The girl jumped a little as the two men gripped her hands and a desperate frown of concentration furrowed her brow. The metal of the mirror began to glow with an inner light of its own, scarlet, azure, amber and aquamarine rising and fading, coiling around each other, finally merging into a diamond radiance that reached out to draw the glowing disc into itself, a golden brilliance burning for an instant before fading into the mirror. A nimbus of coppery magic now fringed the metal and Planir turned it so that the three could all see the image within it. “Good,” he said with satisfaction, dropping Larissa’s hand, the last remnants of magelight fading unheeded from his fingers.

“Have you anything to tell me about these Sheltya?” demanded Usara without ceremony, his voice sounding unnaturally high and tinny. The mirror showed him sitting on a plainly made bed in a small plastered room. The whole image was overlaid with an amber tint that subtly changed hue as circles of power spread from the center of the magic.

“Nothing of any real use or substance, I’m afraid,” Planir spoke frankly to the mirror. “Casuel has been able to find nothing in the Tormalin archives and all that the scholars of Vanam or Col can offer are half-remembered snatches of Mountain sagas.”

“Most of the references give no clue as to their role.” Larissa was rubbing at her fingers, deeply scored by the bite of the Archmage’s ring. “A few seem to suggest they are arbiters or lawgivers.” She looked at Planir for confirmation.

Shiv leaned back in his chair, mouth thinning as he sat in silence.

“What have these Mountain Men you’re traveling with been able to tell you?” asked Planir.

“That it’s best to let the Sheltya explain themselves.” Exasperation was giving Usara’s words an increasingly sharp edge.

Curiosity knotted Shiv’s brows. “And Livak’s accepting that?”

“For the present,” said Usara tightly, “because pressing the point would mean she’d have to back me against her friends.”

“But you said the sagas do suggest they have aetheric lore, now you’ve had them translated.” Larissa won a smile from the Archmage for that encouragement.

“Their so-called wonders could still all turn out to be mere accident of nature and timing.” The little image in the mirror grimaced.

“Whereabouts are you now, ’Sar?” Planir interrupted.

“The lower reaches of what they call the Pasfall Valley,” the mage replied. “Where the river runs through the hills, rather than out on the plain.”

“There will be men and women of part Mountain blood in the villages, won’t there?” Shiv looked thoughtful.

“Those whose parents married out, like in Gidesta? Could you ask them the significance of these Sheltya?”

“I’ve already tried,” answered Usara with a shake of his head. “Either they genuinely don’t know or they’re just not telling.”

Planir, Shiv and Larissa shared a look made up in equal measure of dashed expectation and impatience.

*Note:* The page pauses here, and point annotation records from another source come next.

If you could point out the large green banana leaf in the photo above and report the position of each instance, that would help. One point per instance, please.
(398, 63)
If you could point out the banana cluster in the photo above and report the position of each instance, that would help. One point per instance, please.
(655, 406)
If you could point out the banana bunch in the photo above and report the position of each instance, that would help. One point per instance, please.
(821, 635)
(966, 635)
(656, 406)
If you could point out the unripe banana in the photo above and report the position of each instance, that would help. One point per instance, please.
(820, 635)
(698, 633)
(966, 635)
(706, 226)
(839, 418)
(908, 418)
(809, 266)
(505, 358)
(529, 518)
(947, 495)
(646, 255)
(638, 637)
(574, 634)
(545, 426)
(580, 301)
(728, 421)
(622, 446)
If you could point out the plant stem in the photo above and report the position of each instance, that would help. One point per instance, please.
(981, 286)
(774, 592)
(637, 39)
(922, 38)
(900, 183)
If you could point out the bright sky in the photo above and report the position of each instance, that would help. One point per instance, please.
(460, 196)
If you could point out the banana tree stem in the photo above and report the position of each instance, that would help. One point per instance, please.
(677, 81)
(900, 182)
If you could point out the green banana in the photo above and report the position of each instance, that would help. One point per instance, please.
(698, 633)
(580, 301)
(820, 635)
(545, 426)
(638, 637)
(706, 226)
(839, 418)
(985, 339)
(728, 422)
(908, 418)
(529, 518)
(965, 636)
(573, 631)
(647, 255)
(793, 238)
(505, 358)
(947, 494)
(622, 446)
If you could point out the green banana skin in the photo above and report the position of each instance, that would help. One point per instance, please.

A silence fell as all four mages looked down at their hands, faces united in disappointment for all the countless leagues separating them.

“Perhaps the Solurans might know more.” Shiv rubbed his upper arm. “We know their healers are very effective, and by every indication their cures are wrought by Artifice. I’d be a hand short of tying my own laces if they hadn’t worked for me.”

“Don’t let this business sidetrack you from your other errands, ’Sar.” Planir looked faintly concerned. “Keep track of the season.”